This variable length functionality is not (yet) compatible with using `GeometryStatistics`, which would normally be used to help set up priors for fixed-length molecules. Instead, we seek to demonstrate a usage of CGSchNet in the same spirit of the original SchNet architecture [2] which does not use priors. For simplicity here, we assume that priors are not needed (which is in general not a safe assumption for learning CG force fields, as noted by [1]). 

With no need to instance a `GeometryStatistics` object, we move onto constructing our dataset. This is done using the `MultiMoleculeDataset` object. This object is used to handle and assemble datasets that contain multiple molecules of variable lengths. It is intialized by passing __*lists of variable length coordinates, forces, and embeddings*__, where these three lists are all in the same order (e.g., `varied_coords[2]`, `varied_list[2]`, and `varied_embeddings[2]` give the coordinates, forces, and embeddings of the example at index 2):

In [None]:
varied_dataset = MultiMoleculeDataset(varied_coords, varied_forces, varied_embeddings)
print("Dataset length: {}".format(len(varied_dataset)))

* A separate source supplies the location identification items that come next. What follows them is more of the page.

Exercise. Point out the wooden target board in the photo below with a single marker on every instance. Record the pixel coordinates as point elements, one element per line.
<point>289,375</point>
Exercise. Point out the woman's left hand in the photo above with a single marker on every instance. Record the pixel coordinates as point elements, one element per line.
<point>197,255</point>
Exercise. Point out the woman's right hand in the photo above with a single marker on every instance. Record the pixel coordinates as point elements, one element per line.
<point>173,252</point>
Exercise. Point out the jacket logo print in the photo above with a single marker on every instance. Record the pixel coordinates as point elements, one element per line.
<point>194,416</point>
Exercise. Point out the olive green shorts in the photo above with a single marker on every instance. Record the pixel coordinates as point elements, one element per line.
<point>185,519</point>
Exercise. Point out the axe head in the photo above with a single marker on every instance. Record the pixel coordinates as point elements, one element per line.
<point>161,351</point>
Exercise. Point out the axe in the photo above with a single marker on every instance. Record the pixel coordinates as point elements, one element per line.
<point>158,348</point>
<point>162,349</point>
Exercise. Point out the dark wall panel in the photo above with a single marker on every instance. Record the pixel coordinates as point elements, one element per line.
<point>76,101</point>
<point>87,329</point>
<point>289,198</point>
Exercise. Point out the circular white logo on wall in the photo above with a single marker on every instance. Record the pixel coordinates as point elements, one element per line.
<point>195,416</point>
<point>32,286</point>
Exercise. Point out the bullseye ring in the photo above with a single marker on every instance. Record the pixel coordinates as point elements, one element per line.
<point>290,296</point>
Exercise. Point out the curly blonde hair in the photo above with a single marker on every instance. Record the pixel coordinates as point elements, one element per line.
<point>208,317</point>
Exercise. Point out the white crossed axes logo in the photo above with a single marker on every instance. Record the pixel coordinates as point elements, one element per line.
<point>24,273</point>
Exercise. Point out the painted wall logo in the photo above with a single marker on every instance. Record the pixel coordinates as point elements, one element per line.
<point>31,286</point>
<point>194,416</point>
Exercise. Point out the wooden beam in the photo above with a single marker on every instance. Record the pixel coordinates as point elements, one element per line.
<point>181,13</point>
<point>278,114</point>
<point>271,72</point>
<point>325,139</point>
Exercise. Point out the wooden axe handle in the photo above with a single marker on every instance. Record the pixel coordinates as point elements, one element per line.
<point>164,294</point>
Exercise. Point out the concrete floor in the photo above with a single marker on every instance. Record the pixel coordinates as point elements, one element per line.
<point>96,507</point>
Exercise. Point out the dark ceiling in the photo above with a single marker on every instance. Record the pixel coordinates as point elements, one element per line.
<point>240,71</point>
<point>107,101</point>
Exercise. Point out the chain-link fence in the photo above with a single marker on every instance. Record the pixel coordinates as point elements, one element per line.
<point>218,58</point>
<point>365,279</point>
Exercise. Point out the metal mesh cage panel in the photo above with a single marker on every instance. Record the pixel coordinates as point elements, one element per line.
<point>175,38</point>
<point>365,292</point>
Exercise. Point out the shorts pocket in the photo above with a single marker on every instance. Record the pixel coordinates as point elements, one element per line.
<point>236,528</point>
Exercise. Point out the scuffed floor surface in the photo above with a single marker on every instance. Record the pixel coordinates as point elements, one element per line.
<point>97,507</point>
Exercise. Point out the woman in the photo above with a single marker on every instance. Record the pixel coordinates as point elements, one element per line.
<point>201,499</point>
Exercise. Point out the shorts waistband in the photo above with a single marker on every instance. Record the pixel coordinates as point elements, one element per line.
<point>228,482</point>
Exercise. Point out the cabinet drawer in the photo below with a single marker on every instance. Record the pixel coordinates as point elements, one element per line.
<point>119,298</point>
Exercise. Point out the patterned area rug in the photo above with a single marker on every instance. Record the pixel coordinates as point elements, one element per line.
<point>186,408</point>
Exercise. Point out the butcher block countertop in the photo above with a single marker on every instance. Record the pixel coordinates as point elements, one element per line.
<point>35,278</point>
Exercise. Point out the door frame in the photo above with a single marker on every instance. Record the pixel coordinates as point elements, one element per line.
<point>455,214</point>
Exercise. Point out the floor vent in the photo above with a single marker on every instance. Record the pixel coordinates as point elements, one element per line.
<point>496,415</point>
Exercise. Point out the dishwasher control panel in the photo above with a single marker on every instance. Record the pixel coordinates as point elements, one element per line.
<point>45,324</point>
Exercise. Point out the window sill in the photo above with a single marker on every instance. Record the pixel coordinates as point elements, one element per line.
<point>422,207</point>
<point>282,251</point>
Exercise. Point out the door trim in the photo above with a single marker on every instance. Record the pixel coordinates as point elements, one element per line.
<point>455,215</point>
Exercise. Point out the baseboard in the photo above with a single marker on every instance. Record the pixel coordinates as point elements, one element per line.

Lets take a look at the first 3 examples from this varied molecule dataset:

In [None]:
indices = [0, 1, 2]
for index in indices:
    output = varied_dataset.__getitem__([index])[0]
    print("Coordinates size: {}".format(output['coords'].shape))
    print(output['coords'])
    print("Forces size: {}".format(output['forces'].shape))
    print(output['forces'])
    print("Embeddings size: {}".format(output['embeddings'].shape))
    print(output['embeddings'], end='\n\n')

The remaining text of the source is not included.